CS 349-02:
Machine Learning

Spring 2017, Wellesley College

PS0: Math Self-Assessment and Python

Out: Thu, Jan 25th      Due: Mon, Jan 30th at 12:30 pm EST
Repository: https://github.com/wellesleynlp/ps0

This is an ungraded but required assignment with two components to help you get set up and running for the course. You must submit the PS0 form once you complete both parts of this assignment.

0. Getting Acquainted

  1. If you haven't already, fill out the pre-class survey.
  2. Read through the course website, particularly the FAQ, the syllabus, and the getting-help pages.
  3. If we haven't interacted much before -- or optionally, even if we have -- come introduce yourself (individually or in small groups) during my office hours in the next week or two. If you prefer to avoid waiting, sign up for a 15-min slot.
  4. Make a post on Piazza asking or answering a question about the first couple of lectures, readings, course logistics, or the Python/Git tutorial below. If you don't have a question, feel free to start a discussion, or share a link relevant to ML. The last three items have no specific due date -- just try to finish them in the next week or two.

    1. Math Self-Assessment

    A set of exercises for you to test yourself on some basic math we'll use in this class. Set aside an hour or so. After you're done (and only after), check your answers.

    2. Python and Git Installation and Tutorial

    Install Git and Python and some required libaries on your computers by following the instructions below. If you have any issues, please post on Piazza -- chances are that other students have encountered similar problems as well. Working in groups during the installation may also help.

    Do your best to install these programs successfully, but don't stress out if you're running up against a wall. Come to our drop-in hours.

    2.1 Python and Libraries

    We're using Python (specifically, Python2) in this course because

    1. It facilitates rapid prototyping of programs compared to, say, C and Java, while still being a robust, widely-used language
    2. There are several libraries and functionalities well-suited to machine learning, numerical computation, and data processing.

    Installation on Macs

    Python is already installed on Macs. Type python in Terminal to check -- this opens an interactive session. You can write Python programs using a text editor and execute them on the command line by navigating to the directory containing your code (let's say it's called filename.py) and running
    python filename.py
    
    If you prefer an IDE, Canopy (used in CS111) is a safe -- if somewhat bloated -- option.

    Installation on Windows

    The simplest option is to use an IDE such as Canopy, unless you're familiar with Python IDLE or using the Windows command prompt.

    Required Python Libraries

    Python libraries are handled differently depending on whether you're using Canopy or a text editor with the command-line.

    Canopy users: go to Tools > Package Manager. Do a search for "numpy", which will bring up a package with that name and indicate whether it is installed or not (it usually is). Similarly, search for "scipy", "matplotlib" and "scikit_learn". The last one may not be installed, so search for it under the "Available" packages and click the button to install it.

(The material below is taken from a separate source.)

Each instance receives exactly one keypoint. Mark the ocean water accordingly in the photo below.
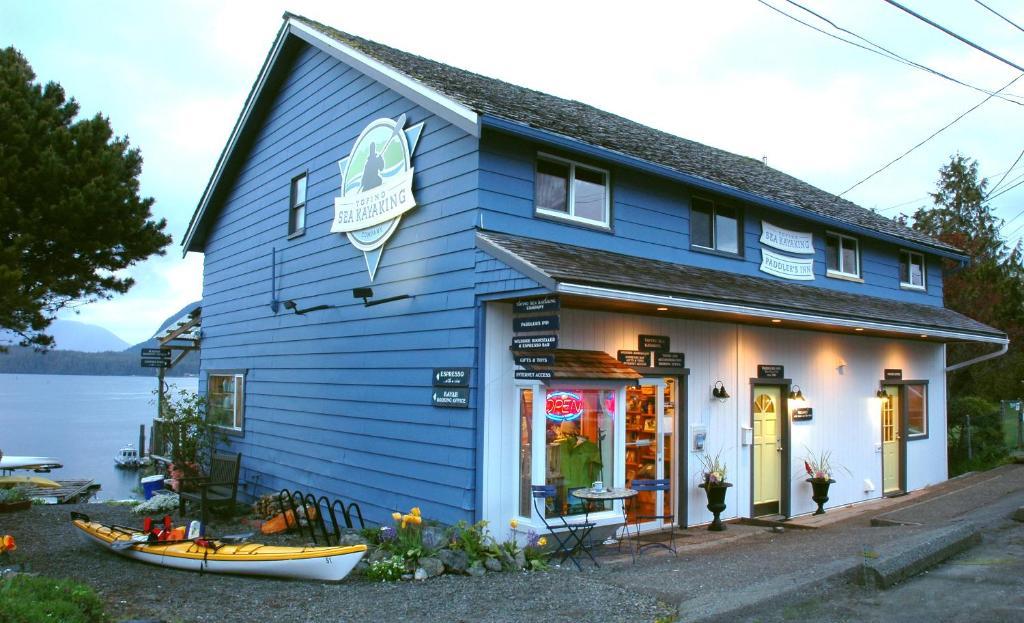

    Non-Canopy users must install pip, a package manager, following the instructions in the link. Then, at the command line, type the following sequence of commands.

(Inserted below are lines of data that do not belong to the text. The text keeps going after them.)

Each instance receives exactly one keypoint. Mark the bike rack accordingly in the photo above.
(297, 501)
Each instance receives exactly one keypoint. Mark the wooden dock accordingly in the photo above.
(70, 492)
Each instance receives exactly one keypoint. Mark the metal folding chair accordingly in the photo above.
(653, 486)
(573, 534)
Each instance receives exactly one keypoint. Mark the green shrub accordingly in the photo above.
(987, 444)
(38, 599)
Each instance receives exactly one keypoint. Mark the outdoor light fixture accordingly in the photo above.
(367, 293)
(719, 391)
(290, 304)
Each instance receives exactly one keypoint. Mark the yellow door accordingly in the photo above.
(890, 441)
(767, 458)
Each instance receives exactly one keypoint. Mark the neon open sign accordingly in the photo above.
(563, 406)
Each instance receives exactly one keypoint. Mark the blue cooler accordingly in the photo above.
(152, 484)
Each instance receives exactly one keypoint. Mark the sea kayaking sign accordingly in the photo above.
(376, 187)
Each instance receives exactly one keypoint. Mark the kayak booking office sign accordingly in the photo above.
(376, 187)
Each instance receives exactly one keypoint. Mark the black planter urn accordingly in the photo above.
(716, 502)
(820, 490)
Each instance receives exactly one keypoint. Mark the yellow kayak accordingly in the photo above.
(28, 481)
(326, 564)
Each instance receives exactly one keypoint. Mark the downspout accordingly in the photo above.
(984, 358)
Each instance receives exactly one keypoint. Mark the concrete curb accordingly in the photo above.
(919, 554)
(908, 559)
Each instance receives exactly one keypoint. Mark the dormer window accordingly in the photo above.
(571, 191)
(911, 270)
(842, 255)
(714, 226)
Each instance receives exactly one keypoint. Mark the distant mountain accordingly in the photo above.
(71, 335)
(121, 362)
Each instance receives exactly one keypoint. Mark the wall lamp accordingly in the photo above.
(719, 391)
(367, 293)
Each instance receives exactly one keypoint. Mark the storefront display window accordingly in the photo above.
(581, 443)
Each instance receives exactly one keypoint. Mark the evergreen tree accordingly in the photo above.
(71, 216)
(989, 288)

    pip install --upgrade numpy
    pip install --upgrade scipy
    pip install --upgrade matplotlib
    pip install --upgrade scikit-learn
    

    iPython Notebooks

    If you took CS111 in Python, you're already familiar with Notebooks, which allow code and commentary to be interleaved. You needn't do anything more if you're using Canopy. Non-Canopy users must install jupyter with pip, like so:

    pip install --upgrade jupyter
    

    2.2 Git and Github

    You should have signed up for a GitHub account by the time you submitted the survey. Git is a version control program (similar to Mercurial that you may have used in CS240), and GitHub is a website that offers hosting of Git repositories, with additional bells and whistles such as access permissions, the ability to fork other people's projects, wikis, issue trackers, statistics, etc.

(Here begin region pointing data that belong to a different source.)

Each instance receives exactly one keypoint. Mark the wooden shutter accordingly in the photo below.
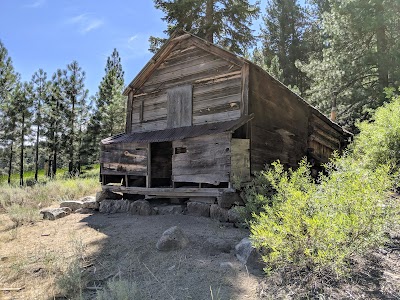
(180, 106)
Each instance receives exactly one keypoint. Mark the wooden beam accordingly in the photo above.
(128, 125)
(206, 46)
(244, 106)
(148, 177)
(170, 192)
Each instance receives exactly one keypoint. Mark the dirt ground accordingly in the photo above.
(121, 246)
(117, 246)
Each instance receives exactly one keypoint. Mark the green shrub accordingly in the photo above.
(379, 139)
(119, 290)
(73, 281)
(318, 227)
(22, 215)
(258, 194)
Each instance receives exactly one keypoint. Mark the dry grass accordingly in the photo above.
(22, 204)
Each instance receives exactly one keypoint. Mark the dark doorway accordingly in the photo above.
(161, 164)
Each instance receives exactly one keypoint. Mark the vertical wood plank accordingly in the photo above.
(244, 107)
(148, 176)
(180, 106)
(141, 108)
(128, 125)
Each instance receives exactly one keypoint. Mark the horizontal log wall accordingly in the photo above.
(124, 158)
(240, 160)
(206, 159)
(216, 88)
(279, 129)
(323, 139)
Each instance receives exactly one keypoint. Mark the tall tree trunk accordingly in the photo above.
(37, 152)
(21, 156)
(209, 34)
(381, 41)
(10, 162)
(71, 166)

    We're using version control for assignment submissions in this class because:

    1. It makes partner and team work easier.
    2. It simplifies the workflow of getting starter code, turning in your submissions, and receiving feedback.
    3. It gets you into the habit of using version control, which is good practice and a necessary skill for a computer scientist.

    Installation on Macs

    If you have installed Developer Tools or XCode in the past, chances are that Git is already installed. Type git in Terminal to check.

    Otherwise, download and install it from this link.

    Installation on Windows

    Download and install Git from this link. If you prefer interacting with Git on the command line, Git BASH is a standalone command line tool.

    Optional: GUIs for Git

    There are several GUIs available for Git if you're not a fan of the command line, such as GitHub Desktop.

    Git Commands to Know

    Avoid using features like branches and pull requests for the problem sets unless you're already comfortable with them. The key features you must learn are cloning, pulling changes, adding and committing changes, and finally, pushing your local commits to the server.

    2.3 Python and NumPy Tutorial

    Clone the linked repository to your computer and follow the instructions in the README to check your libraries and run the tutorial. If you're not able to open or run the tutorial notebook due to some unsuccessful installation, read through it here.